USU Environmental Engineering Grad Runs Utah’s Newest Wastewater Treatment Plant
When Madeline Tennant decided to study environmental engineering at Utah State University, she wasn’t planning on a career in wastewater management. Having spent most of her life in Logan, she picked her major because she wanted to improve Cache Valley’s air quality.
USU environmental engineering alumna Madeline Tennant is the manager of Logan City’s new wastewater treatment facility. (USU/Matt Jensen)
“Wastewater was definitely not something I ever thought I would do, or was really interested in,” she said. “It didn’t sound very pleasant or fun to me.”
That changed when Tennant worked on a group project related to wastewater. After that experience, she learned Logan City was building a new wastewater treatment plant. She contacted city officials and asked to be involved, and an internship was created just for her.
Tennant started the internship in May 2018 when ground was officially broken for the new facility. She helped manage the project’s construction, tracking expenses and writing reports for the state in addition to other internship tasks.
When Tennant graduated in 2020, she was promoted from intern to engineer-in-training.
As the plant neared its completion date, the city was struggling to find a manager. Logan’s location made it difficult to attract potential managers because of the high number of wastewater jobs available in the Salt Lake Valley. Other staffers who could have held the position had not passed the required certification test. Tennant was told the city would like to offer her the job. If she could get certified, the position would be hers.
Treatment plant operators undergo years of training in engineering and chemistry and must pass rigorous certification exams. (USU/Matt Jensen)
“It was probably the hardest test I had ever taken,” she said.
After passing the exam, Tennant was named manager of the new treatment plant — an especially notable accomplishment for an engineer at such an early stage in her career.

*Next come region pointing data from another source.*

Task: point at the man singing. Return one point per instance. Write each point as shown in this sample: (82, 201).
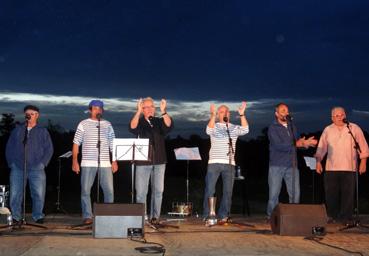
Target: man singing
(95, 134)
(223, 138)
(33, 142)
(145, 124)
(283, 142)
(341, 165)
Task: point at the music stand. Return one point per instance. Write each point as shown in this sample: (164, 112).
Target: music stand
(188, 154)
(59, 208)
(131, 150)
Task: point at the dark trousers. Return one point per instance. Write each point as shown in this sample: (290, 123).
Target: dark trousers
(339, 194)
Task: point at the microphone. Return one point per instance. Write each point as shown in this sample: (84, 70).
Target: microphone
(150, 120)
(289, 118)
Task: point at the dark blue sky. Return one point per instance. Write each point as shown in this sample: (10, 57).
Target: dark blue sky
(312, 54)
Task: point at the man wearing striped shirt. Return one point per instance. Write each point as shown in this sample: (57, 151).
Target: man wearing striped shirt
(92, 139)
(223, 137)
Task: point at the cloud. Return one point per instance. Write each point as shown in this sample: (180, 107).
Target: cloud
(190, 117)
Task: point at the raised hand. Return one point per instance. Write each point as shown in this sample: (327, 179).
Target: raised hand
(242, 108)
(139, 106)
(163, 105)
(213, 110)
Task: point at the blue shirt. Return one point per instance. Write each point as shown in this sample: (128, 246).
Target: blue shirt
(282, 149)
(39, 147)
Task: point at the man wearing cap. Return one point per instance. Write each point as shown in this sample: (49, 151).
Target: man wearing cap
(31, 141)
(144, 124)
(87, 135)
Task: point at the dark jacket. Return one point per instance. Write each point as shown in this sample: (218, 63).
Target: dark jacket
(156, 133)
(282, 149)
(39, 148)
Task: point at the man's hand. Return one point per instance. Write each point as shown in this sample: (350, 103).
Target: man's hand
(75, 167)
(114, 166)
(139, 106)
(241, 110)
(163, 106)
(213, 110)
(319, 167)
(311, 142)
(362, 166)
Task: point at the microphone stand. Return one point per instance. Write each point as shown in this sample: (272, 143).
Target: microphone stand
(23, 221)
(356, 222)
(294, 156)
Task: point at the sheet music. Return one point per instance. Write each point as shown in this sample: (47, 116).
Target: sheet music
(123, 149)
(187, 153)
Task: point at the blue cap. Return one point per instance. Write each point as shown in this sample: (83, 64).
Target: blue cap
(96, 103)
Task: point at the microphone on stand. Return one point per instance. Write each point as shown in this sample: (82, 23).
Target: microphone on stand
(289, 118)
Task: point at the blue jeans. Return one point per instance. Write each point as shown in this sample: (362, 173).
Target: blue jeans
(37, 185)
(212, 175)
(87, 180)
(143, 174)
(275, 177)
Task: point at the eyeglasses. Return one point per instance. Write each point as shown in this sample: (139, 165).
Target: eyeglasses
(146, 107)
(31, 113)
(337, 116)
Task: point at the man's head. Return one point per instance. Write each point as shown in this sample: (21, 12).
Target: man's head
(281, 112)
(148, 107)
(31, 113)
(222, 112)
(96, 107)
(338, 115)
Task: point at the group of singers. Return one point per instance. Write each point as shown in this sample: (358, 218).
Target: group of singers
(32, 142)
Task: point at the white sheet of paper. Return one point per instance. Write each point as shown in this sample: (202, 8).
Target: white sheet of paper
(187, 153)
(310, 162)
(122, 149)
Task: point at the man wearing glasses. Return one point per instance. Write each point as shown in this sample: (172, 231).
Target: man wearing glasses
(145, 124)
(33, 142)
(341, 164)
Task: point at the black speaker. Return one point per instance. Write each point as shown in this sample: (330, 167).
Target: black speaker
(118, 220)
(298, 219)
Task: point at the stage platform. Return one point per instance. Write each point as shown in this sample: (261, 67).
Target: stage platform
(191, 238)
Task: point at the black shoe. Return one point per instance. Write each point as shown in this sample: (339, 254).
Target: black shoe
(40, 221)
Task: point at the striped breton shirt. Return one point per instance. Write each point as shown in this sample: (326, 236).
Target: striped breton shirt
(219, 141)
(87, 134)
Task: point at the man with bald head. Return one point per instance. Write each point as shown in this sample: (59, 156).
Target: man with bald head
(145, 124)
(283, 142)
(341, 164)
(223, 138)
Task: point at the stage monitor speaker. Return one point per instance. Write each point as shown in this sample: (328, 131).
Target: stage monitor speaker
(118, 220)
(298, 219)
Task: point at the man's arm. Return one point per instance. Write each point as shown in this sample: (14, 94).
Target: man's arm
(75, 164)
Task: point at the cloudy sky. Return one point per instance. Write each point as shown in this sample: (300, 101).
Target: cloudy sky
(61, 54)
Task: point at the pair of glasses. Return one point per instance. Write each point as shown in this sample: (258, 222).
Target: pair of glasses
(31, 113)
(337, 116)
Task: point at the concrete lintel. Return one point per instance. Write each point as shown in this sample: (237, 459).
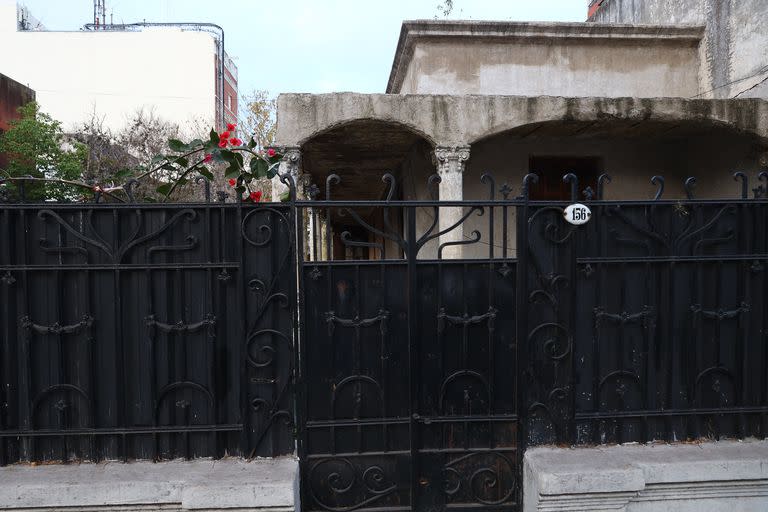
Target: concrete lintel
(262, 484)
(729, 475)
(465, 119)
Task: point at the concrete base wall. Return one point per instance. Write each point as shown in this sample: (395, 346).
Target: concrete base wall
(259, 485)
(705, 477)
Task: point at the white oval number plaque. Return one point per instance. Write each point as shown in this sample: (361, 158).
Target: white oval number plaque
(577, 214)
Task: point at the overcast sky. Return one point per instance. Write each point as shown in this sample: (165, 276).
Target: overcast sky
(305, 45)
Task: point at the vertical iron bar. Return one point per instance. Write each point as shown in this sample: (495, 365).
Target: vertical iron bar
(413, 351)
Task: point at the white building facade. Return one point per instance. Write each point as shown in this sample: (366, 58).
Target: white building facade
(114, 73)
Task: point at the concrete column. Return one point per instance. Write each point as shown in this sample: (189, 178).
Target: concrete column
(451, 162)
(290, 164)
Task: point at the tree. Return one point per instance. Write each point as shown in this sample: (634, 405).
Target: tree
(35, 146)
(257, 118)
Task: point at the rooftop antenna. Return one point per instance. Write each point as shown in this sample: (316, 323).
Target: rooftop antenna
(99, 13)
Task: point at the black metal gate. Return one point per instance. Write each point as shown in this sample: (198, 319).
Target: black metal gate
(437, 339)
(423, 378)
(409, 363)
(145, 331)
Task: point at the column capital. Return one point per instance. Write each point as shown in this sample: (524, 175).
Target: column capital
(451, 158)
(291, 159)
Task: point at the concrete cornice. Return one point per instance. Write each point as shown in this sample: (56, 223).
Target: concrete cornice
(465, 119)
(413, 31)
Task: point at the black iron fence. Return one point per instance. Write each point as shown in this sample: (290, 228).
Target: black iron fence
(424, 378)
(145, 331)
(436, 339)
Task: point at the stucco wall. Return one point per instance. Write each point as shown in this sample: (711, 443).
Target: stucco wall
(112, 73)
(553, 67)
(733, 53)
(630, 162)
(12, 96)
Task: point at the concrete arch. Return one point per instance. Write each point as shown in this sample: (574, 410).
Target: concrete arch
(462, 120)
(303, 117)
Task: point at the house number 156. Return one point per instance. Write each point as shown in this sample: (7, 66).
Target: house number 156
(577, 214)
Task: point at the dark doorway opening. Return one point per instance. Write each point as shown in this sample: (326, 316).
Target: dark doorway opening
(551, 170)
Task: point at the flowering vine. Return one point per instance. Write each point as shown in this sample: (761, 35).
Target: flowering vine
(244, 164)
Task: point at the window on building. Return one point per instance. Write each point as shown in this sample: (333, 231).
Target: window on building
(551, 170)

“It’s definitely stressful, but I also love it so much,” Tennant said. “It’s such a cool opportunity and I’m so grateful to be here. I get to do different things every day. And I am learning new things every day. And even though I’m being pushed out of my comfort zone, I really enjoy that.”
The plant officially began operations earlier this year. Since wastewater treatment plants are only built every 30 or 50 years, participating in the construction of a large plant and being its first manager is a once-in-a-career opportunity.
“It’s fun for me to look back,” she said. “Even though I know there’s still a lot to learn, just seeing how much I’ve learned from the beginning is exciting.”